Along with the coaches in Charlotte, Keck has also continued to work remotely with her home coach, Cabrera, who helps her develop strategies for upcoming competitions. He also provides moral support on the rare occasion her spirit flags.
“What Hannah is doing is demanding from the athlete perspective and from a life perspective, too,” Cabrera says. “A lot of times, you have to put your dream ahead of family gatherings and other events that are important in order to travel to events that are important for your athletic career. But she is an amazing athlete, very talented, and one who has a very high level of grit and perseverance. She is very, very focused on what she wants and continues to amaze me every time.”
Keck says that when others express that kind of faith in her, it helps her to push through the hard days. “I’ve been very lucky that the general population of USA Taekwondo has been very kind to me,” she says, adding that the support meant even more to her last year, when she didn’t make the National Team. “The whole community rallied around me, and I think that’s the biggest honor.” She wrote more emotionally about the support she’s received in an Instagram post after she learned she was headed back to the World Championships: “I just want to give a huge thank you to everyone who has supported me over the past year. …That kid just wanted to be seen, but she’s gained so much more than that. That kid got her fight back.”
Looking Ahead
Keck feels great going into the 2023 World Taekwondo Championships. This is her second time to compete in the event (she was only 17 the first time) and considers it both an honor and a thrill. “It’s an exhilarating atmosphere,” she says. “They send you out with music, the lights are on, and there are people yelling and shouting. I think that’s the addiction that keeps me coming back into the ring.”

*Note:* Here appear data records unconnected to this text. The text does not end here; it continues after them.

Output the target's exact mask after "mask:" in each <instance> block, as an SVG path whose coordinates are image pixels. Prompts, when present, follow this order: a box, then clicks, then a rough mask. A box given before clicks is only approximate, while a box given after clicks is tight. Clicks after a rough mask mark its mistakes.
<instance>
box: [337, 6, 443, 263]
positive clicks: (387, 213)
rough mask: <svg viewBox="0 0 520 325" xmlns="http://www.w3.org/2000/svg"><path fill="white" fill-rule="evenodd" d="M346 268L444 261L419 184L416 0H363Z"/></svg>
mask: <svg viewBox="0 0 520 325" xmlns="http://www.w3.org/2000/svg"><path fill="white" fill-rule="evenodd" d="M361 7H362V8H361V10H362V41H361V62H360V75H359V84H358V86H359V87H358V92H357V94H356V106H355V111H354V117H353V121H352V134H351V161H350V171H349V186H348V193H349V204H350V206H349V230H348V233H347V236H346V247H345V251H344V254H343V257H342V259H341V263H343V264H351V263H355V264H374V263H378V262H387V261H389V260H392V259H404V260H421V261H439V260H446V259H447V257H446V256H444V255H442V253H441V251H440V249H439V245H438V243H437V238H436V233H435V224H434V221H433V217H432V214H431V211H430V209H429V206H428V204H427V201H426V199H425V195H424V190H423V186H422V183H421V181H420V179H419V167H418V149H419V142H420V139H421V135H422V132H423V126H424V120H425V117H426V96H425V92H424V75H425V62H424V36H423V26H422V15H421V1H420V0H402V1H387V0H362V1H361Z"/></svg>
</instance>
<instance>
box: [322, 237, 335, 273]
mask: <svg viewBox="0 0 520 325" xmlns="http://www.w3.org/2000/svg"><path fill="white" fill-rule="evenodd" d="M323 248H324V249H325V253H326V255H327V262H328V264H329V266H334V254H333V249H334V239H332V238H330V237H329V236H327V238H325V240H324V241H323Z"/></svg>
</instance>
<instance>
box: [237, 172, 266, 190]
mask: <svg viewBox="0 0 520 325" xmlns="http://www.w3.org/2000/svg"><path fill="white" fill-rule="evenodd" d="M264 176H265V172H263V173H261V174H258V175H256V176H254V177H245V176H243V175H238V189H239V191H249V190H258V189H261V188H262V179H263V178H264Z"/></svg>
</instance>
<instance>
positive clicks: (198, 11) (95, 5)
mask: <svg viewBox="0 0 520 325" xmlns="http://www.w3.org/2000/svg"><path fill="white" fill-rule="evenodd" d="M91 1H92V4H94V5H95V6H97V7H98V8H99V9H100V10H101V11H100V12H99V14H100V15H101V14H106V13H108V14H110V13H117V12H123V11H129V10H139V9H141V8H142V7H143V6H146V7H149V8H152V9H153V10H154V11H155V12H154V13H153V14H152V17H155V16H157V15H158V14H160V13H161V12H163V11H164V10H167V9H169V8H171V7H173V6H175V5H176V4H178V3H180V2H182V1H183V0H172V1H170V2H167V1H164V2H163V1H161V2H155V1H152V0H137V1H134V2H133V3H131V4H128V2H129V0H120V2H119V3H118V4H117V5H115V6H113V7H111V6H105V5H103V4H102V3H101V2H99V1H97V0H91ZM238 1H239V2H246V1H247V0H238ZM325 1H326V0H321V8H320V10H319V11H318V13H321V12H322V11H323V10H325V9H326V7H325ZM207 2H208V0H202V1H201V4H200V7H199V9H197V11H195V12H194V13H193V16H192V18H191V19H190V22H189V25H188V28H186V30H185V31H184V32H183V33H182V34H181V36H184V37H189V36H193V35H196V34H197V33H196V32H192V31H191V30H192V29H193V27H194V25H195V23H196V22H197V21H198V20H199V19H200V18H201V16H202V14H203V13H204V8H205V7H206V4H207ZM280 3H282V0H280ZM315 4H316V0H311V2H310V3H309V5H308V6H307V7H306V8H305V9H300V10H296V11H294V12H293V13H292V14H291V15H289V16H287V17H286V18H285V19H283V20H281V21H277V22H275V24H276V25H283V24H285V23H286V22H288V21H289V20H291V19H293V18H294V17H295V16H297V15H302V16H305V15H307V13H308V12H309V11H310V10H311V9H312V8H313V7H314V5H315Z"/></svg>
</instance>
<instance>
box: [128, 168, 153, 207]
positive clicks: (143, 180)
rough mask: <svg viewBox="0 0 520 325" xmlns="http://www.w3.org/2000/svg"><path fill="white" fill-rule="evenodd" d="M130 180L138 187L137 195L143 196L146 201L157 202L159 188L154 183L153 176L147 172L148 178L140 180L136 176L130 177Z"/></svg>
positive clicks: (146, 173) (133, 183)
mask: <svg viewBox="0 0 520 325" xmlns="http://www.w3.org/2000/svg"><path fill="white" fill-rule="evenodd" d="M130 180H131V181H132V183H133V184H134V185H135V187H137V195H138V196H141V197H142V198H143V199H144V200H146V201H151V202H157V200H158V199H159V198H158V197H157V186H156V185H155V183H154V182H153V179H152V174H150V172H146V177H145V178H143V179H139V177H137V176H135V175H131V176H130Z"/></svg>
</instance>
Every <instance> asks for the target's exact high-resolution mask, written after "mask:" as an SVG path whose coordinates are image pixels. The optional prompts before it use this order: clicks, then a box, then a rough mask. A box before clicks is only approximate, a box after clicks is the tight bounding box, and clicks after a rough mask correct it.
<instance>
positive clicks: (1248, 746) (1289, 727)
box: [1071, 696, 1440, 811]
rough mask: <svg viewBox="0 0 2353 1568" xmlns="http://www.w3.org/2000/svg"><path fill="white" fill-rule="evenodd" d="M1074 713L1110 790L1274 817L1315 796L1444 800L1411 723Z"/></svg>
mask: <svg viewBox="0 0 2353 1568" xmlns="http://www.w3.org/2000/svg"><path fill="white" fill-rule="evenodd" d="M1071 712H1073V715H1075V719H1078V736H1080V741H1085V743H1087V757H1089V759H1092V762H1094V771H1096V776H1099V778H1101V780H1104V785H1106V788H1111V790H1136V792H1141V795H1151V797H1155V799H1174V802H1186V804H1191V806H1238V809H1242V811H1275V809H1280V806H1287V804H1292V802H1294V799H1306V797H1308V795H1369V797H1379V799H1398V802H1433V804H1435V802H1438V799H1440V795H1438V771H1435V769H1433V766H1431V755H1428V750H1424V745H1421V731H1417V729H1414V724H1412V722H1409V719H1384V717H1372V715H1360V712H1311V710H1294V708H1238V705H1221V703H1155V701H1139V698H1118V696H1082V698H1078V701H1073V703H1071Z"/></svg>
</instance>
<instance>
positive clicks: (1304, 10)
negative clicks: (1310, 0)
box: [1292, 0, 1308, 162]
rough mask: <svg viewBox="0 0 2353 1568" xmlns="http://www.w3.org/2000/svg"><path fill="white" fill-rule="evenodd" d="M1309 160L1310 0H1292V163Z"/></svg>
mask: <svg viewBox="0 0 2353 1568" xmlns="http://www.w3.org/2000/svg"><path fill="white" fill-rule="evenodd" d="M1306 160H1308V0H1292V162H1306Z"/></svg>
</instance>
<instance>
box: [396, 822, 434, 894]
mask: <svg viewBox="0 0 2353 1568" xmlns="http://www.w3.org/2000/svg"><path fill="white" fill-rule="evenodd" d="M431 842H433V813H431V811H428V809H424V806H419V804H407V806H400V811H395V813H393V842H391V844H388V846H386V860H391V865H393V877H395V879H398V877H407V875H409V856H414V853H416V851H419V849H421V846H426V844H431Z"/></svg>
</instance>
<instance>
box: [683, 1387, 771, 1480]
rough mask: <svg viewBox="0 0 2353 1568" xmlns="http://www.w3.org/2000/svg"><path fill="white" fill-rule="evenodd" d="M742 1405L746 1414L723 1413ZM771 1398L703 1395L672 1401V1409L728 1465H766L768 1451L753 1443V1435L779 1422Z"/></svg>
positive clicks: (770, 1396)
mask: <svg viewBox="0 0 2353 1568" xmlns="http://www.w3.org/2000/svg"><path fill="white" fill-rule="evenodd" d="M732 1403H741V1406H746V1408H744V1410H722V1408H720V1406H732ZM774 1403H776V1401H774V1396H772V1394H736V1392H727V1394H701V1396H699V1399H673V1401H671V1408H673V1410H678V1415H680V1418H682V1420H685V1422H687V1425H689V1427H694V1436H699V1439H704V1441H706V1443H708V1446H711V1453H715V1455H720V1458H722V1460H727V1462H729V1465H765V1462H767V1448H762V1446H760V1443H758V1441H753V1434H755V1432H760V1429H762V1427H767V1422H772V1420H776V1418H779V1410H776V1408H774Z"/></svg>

Her confidence level is high. “I’m honestly banking for a medal at this World Championships,” Keck says. Having hit the prime age for taekwondo competitors, she also feels good about her chances of making the team for the Paris 2024 Olympics. There, anything could happen.
Still, Keck says it’s never too early to start thinking about life beyond competition. Though her training schedule is demanding, she makes time when she can to visit a local farmer’s market, and she finds peace reading and spending time with her cat. She is also currently a part-time remote college student and plans to eventually go to medical school and study infectious diseases.
“Realistically, taekwondo athletes don’t compete past their early 30s,” she says. “It’s a sport where you have to be really flexible but also swing your legs in such a violent manner that people get injured like crazy. So I’m very lucky that this isn’t my end game. Now, I’m in this chapter of my life and enjoying every second of it, but when I decide to retire, I know there are things beyond it. I’m excited for that too, because I live for science. That’s another thing I can see myself waking up and being equally excited and passionate about.”